The sepsis is a well-established risk factor for the development and poor prognosis of AKI. Severe AKI is reported nearly in 20% of patients presenting with sepsis. The mortality of the septic AKI is reported to be three times higher when compared with nonseptic AKI in adults (28).

The sepsis associated AKI is also assumed to proceed chronic renal failure more frequently (28). We could not determine any statistically significant relationship between the accompanying infection and the development of AKI, however, initial procalcitonin and CRP levels at admission to PICU were higher in patients with AKI. The odds ratio was 1.156 for concomitant infection.

The nephrotoxic drugs had been reported to increase the frequency of AKI in several studies (19). They are established as the third most common cause of the AKI in PICUs. We had to use 168 nephrotoxic drugs (37.6%) during the course of the study and the rate of the AKI was more in these patients (P ≤ 0.001). Consistent with the other studies, the rate of the AKI was more common in patients who used amikacin and vancomycin. After this study, we started to be more aware of using nephrotoxic drugs in our clinic.

The duration of the ICU need was two times more in patients who developed AKI. Chertow et al. reported that each 0.5 mg/dL increase in creatinine level has prolonged the ICU need day by approximately 3.5 days (29). The prolonged hospitalization is known to increase the mortality and the hospital charges, especially since the hemodialysis and RRT increase the hospital costs considerably. In the current study, patients who developed AKI had a longer duration of hospitalization in ICU (P ≤ 0.001). CRRT, plasma exchange and blood componenet transfusion were also more common in patients with AKI.
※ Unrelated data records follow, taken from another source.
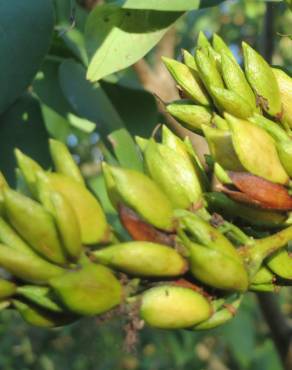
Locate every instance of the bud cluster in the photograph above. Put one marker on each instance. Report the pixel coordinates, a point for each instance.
(189, 252)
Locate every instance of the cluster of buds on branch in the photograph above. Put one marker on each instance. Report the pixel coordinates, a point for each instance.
(191, 249)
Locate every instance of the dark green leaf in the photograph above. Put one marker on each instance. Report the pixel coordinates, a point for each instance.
(136, 107)
(168, 5)
(55, 107)
(25, 34)
(116, 38)
(22, 127)
(88, 100)
(125, 150)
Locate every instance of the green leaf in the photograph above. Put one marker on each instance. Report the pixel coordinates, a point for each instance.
(25, 34)
(88, 100)
(126, 150)
(116, 38)
(55, 107)
(22, 127)
(82, 124)
(168, 5)
(137, 108)
(165, 5)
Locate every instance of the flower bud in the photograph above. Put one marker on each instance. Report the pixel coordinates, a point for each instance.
(256, 150)
(285, 85)
(263, 81)
(174, 174)
(188, 81)
(221, 315)
(139, 192)
(35, 225)
(173, 307)
(27, 267)
(64, 162)
(235, 80)
(29, 169)
(91, 218)
(221, 148)
(7, 289)
(213, 259)
(229, 101)
(189, 115)
(281, 264)
(221, 48)
(208, 71)
(38, 316)
(92, 290)
(142, 258)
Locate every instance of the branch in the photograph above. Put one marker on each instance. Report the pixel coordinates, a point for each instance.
(281, 330)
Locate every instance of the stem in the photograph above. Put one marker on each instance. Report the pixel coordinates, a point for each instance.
(281, 331)
(262, 248)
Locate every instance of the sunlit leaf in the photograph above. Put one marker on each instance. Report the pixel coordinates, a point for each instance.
(25, 34)
(116, 38)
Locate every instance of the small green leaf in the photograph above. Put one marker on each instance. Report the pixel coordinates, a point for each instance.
(25, 35)
(53, 103)
(88, 100)
(22, 127)
(168, 5)
(81, 123)
(136, 107)
(125, 150)
(116, 38)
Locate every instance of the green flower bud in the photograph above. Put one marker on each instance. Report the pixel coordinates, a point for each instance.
(142, 259)
(281, 264)
(173, 307)
(189, 60)
(91, 218)
(7, 289)
(35, 225)
(67, 225)
(221, 148)
(139, 192)
(189, 115)
(29, 169)
(256, 150)
(285, 85)
(92, 290)
(174, 174)
(271, 127)
(229, 101)
(213, 259)
(263, 81)
(263, 276)
(221, 48)
(188, 80)
(38, 316)
(221, 315)
(9, 237)
(27, 267)
(41, 296)
(220, 203)
(64, 161)
(208, 71)
(235, 80)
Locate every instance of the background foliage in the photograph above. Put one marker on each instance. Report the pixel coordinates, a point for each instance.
(69, 75)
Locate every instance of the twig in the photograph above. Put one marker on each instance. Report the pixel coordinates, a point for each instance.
(281, 331)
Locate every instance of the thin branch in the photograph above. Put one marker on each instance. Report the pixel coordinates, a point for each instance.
(281, 330)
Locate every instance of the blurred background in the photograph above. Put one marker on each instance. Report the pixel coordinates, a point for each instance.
(243, 344)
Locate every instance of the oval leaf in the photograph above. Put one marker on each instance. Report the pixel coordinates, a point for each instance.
(25, 34)
(88, 101)
(166, 5)
(173, 5)
(116, 38)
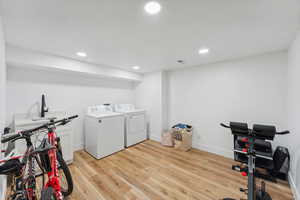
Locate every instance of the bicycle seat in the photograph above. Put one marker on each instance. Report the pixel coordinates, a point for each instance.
(44, 147)
(10, 167)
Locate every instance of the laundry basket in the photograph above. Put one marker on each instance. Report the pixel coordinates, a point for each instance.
(167, 138)
(182, 135)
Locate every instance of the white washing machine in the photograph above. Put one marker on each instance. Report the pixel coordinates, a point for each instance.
(135, 123)
(104, 131)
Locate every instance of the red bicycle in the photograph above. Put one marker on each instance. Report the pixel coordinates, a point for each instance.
(54, 164)
(50, 161)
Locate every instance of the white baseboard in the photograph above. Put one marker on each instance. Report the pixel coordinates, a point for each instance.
(295, 191)
(155, 138)
(216, 150)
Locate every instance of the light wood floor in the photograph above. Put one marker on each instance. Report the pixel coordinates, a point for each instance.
(149, 171)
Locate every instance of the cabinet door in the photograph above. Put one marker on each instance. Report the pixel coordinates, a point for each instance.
(111, 135)
(66, 140)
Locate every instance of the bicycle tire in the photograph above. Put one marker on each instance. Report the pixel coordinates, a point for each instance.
(66, 171)
(48, 194)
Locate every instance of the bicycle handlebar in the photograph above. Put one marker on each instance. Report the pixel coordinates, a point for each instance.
(224, 125)
(9, 138)
(30, 131)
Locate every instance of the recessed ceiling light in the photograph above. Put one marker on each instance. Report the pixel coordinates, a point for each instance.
(152, 7)
(81, 54)
(136, 67)
(203, 51)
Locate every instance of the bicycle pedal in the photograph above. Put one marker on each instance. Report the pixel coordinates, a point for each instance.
(244, 190)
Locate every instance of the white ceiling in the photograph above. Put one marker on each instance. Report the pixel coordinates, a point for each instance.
(118, 32)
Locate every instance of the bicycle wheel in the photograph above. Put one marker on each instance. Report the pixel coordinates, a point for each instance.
(66, 181)
(48, 194)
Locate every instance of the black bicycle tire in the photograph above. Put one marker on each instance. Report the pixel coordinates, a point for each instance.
(48, 194)
(64, 167)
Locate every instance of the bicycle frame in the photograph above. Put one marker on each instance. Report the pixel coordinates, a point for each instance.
(20, 179)
(53, 176)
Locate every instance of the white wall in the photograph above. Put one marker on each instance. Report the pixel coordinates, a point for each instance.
(63, 92)
(249, 89)
(2, 94)
(293, 102)
(149, 95)
(20, 57)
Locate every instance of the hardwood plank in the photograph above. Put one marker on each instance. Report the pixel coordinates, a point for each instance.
(149, 171)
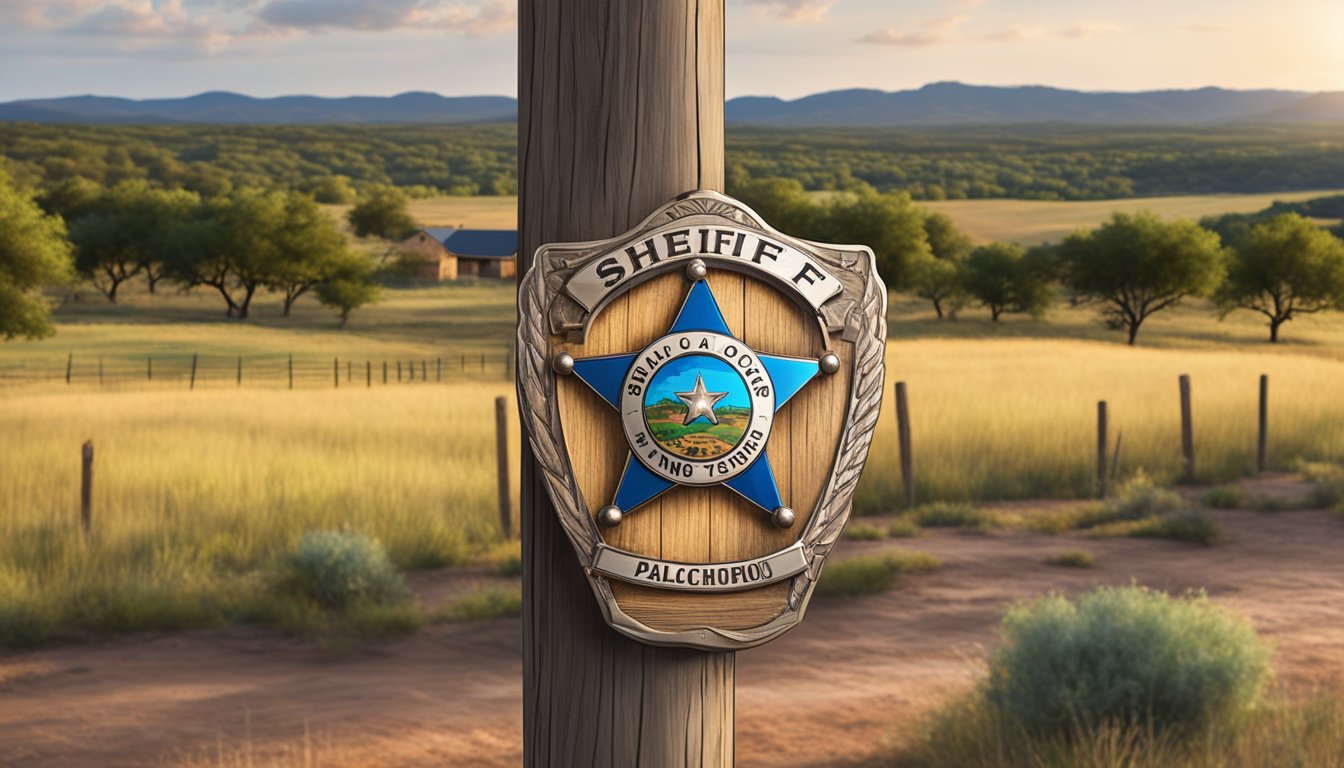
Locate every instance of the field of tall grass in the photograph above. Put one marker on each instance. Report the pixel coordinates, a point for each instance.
(198, 495)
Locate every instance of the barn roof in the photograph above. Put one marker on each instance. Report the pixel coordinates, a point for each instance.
(483, 244)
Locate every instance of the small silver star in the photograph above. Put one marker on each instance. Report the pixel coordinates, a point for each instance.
(700, 402)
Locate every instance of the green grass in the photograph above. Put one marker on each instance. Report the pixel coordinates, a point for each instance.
(867, 574)
(1075, 558)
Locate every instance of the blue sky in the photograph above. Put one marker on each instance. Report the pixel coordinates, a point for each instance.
(780, 47)
(679, 375)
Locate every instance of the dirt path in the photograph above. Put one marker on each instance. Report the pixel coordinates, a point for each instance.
(449, 696)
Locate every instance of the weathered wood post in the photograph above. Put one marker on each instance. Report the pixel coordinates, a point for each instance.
(1187, 429)
(907, 463)
(501, 466)
(1102, 424)
(620, 109)
(1262, 441)
(86, 487)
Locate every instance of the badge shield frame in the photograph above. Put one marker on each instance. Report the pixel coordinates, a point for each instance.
(823, 300)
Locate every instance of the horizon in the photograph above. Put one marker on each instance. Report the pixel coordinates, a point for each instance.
(788, 49)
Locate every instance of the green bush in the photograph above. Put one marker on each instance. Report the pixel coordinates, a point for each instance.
(863, 531)
(866, 574)
(1139, 498)
(1128, 657)
(1075, 558)
(1223, 498)
(903, 527)
(1194, 526)
(338, 570)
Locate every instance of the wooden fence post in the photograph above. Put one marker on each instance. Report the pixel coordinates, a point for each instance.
(86, 487)
(907, 462)
(1102, 424)
(501, 466)
(1187, 429)
(1262, 443)
(620, 109)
Alves and colleagues reported in their study of 232 patients that hypomagnesemia is an independent risk factor for non-recovery of the renal function in critically ill patients with acute kidney injury (2). We also determined a significant relationship between hypomagnesemia and deterioration of renal functions. The AKI and CRRT were more common in patients with hypomagnesemia. Lastly, there was a statistically significant relationship between AKI and the initial platelet, calcium, and lactate dehidrogenase levels.

In conclusion, we tried to emphasize that AKI is a common clinical condition among the critically ill children. AKI is also closely related with the mortality and prolonged hospitalization. It is important to early recognize the risk factors leading to AKI and timely intervente to reduce hospital cost and patient mortality of AKI.

There are some limitations of our study. First, our study is a retrospective and single-centered study. Second, we do not have the cardiovascular surgery, bone marrow, and solid organ transplantation units in our hospital. Third, we only used the pRIFLE citeria and did not compare it with others, however, an apparent consensus regarding to which criteria to use in AKI definition in children is not yet notified. There is a need for prospective and multicenter studies involving more patients to define incidence and the prognostic factors of AKI in PICU.